Tchaikovsky compôs aqui uma de suas primeiras sinfonias, mas as tropas russas deixarão uma lembrança muito mais dolorosa na cidade de Trostyanets, no nordeste da Ucrânia, que ficou atordoada e parcialmente destruída nesta semana, após um mês de ocupação russa.

Após três dias de intensos bombardeios, as forças ucranianas expulsaram no fim de semana os soldados russos desta cidade de quase 20.000 habitantes, conhecida por uma estadia de verão do famoso compositor russo em 1864 e hoje por sua fábrica de chocolate, a maior do país.

“Foi um bombardeio de todos os lados. Na madrugada de 25 a 26 [de março], eles foram embora”, disse Pavlo, que passou quase um mês refugiado em sua casa, perto da estação de Smorodino, onde estava a maior parte do contingente de Moscou.

Segundo ele, eram russos, chechenos e ucranianos do Donbass separatista, “os mais cruéis, que expulsaram as pessoas para se instalar em suas casas”.

Em um mês de ocupação, escondido em seu porão, Pavlo disse que ouviu tudo, os russos entrando em Trostyanets, suas ações nas ruas, “as bombas e os Grad [foguetes] voando…”.

Três dias depois do ataque, a praça em frente à estação mostra os restos de um campo de batalha.

Cerca de dez tanques, caminhões-tanque e outros veículos blindados, destruídos ou carbonizados, jazem na praça devastada.

A estação de ônibus próxima, as lojas que abrigavam os soldados russos e suas armas estão em ruínas e caixas de madeira para munição são vistas por todos os lados.

“Nossos militares tinham uma boa pontaria, com drones ou qualquer outra coisa.
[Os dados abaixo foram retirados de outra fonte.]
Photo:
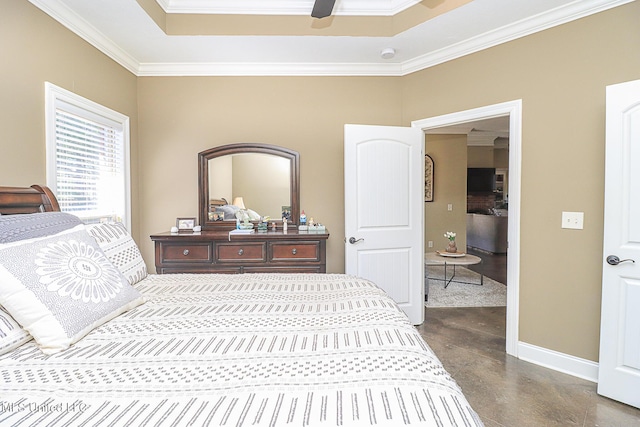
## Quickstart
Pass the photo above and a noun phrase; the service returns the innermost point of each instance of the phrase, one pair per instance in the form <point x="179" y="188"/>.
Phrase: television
<point x="481" y="180"/>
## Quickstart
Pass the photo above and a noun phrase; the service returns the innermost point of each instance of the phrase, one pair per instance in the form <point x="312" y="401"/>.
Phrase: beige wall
<point x="449" y="154"/>
<point x="560" y="74"/>
<point x="35" y="49"/>
<point x="181" y="116"/>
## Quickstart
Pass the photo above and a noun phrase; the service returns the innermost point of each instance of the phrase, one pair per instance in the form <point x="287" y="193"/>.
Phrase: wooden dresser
<point x="220" y="252"/>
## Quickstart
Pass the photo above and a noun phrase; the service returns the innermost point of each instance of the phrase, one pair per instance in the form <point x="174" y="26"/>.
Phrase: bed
<point x="202" y="349"/>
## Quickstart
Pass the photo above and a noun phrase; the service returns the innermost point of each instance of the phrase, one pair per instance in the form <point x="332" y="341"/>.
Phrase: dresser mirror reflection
<point x="261" y="180"/>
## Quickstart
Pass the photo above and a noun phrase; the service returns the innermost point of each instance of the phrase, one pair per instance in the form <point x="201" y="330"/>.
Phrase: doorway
<point x="512" y="110"/>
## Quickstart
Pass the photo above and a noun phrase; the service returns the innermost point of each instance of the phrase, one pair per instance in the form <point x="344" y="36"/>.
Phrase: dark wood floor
<point x="493" y="266"/>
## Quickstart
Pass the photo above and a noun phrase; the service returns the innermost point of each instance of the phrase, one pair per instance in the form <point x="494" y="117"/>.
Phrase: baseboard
<point x="581" y="368"/>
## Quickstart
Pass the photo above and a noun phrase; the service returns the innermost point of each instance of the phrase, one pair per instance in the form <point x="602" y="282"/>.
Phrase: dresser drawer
<point x="300" y="251"/>
<point x="188" y="252"/>
<point x="241" y="252"/>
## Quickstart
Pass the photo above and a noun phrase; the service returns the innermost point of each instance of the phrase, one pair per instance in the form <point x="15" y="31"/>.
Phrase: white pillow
<point x="11" y="334"/>
<point x="122" y="251"/>
<point x="60" y="287"/>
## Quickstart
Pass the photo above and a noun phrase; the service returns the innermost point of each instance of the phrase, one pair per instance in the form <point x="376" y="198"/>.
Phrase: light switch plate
<point x="574" y="220"/>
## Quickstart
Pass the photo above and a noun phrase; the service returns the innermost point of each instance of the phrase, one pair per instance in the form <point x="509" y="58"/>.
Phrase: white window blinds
<point x="88" y="160"/>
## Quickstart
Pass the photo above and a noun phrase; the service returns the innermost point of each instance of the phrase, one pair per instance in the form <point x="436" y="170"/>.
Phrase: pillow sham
<point x="12" y="335"/>
<point x="118" y="245"/>
<point x="30" y="226"/>
<point x="62" y="286"/>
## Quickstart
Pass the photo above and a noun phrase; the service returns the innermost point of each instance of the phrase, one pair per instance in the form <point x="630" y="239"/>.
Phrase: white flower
<point x="75" y="269"/>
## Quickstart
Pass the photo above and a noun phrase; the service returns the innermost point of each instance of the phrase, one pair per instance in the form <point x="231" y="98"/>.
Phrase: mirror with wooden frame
<point x="261" y="180"/>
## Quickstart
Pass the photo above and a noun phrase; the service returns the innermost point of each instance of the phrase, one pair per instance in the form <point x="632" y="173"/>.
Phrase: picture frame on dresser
<point x="185" y="223"/>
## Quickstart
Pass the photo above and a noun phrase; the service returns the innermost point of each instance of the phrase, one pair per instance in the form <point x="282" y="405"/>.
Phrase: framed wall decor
<point x="428" y="178"/>
<point x="185" y="223"/>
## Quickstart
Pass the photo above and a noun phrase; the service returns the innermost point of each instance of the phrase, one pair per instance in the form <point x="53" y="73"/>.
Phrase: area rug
<point x="490" y="294"/>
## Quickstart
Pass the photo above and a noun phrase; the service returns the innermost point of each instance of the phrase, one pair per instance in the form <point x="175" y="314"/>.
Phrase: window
<point x="87" y="157"/>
Todo esse lixo queimado é lindo, vamos fazer muita munição para nosso exército”, diz Pavlo feliz, chegando em sua motocicleta para ver o estrago.

Trostyanets, 100 quilômetros ao noroeste de Kharkiv, a segunda cidade do país, também está a cerca de 30 quilômetros da fronteira russa, de onde surgiram os tanques da 4ª Divisão Blindada “Kantemirov” nas primeiras horas da invasão de 24 de fevereiro, segundo os ucranianos.

De acordo com diversos relatos, não houve resistência russa, eles foram embora sem lutar ou quase sem lutar. Seu quartel-general na estação está cheio de uniformes abandonados, refeições estampadas com a estrela russa e comida estragada.

Neste setor, que mais parece um aterro sanitário, os serviços de desminagem dedicam-se a neutralizar as munições não detonadas e a classificar o que ainda é útil.

Para os militares ucranianos, é uma oportunidade de recuperar todo tipo de material. Muitos inspecionam os motores ou vasculham os caminhões Kamaz abandonados.

Nenhum corpo russo é visto na cidade. A coluna de blindados deixou para trás minas e armadilhas explosivas nas florestas e campos ao redor, deixando uma pessoa morta na segunda-feira, disse um socorrista.

Para os moradores, que são vistos carregando sacolas cheias de mantimentos, a emergência é se abastecer. Nenhuma loja reabriu ainda.

Dezenas de idosos fazem fila do lado de fora da escola de música Tchaikovsky, ao lado do museu de mesmo nome, para pegar comida.

“As pessoas estão com fome”, diz Katerina, 18, que foi com a mãe a uma distribuição de alimentos em uma igreja batista.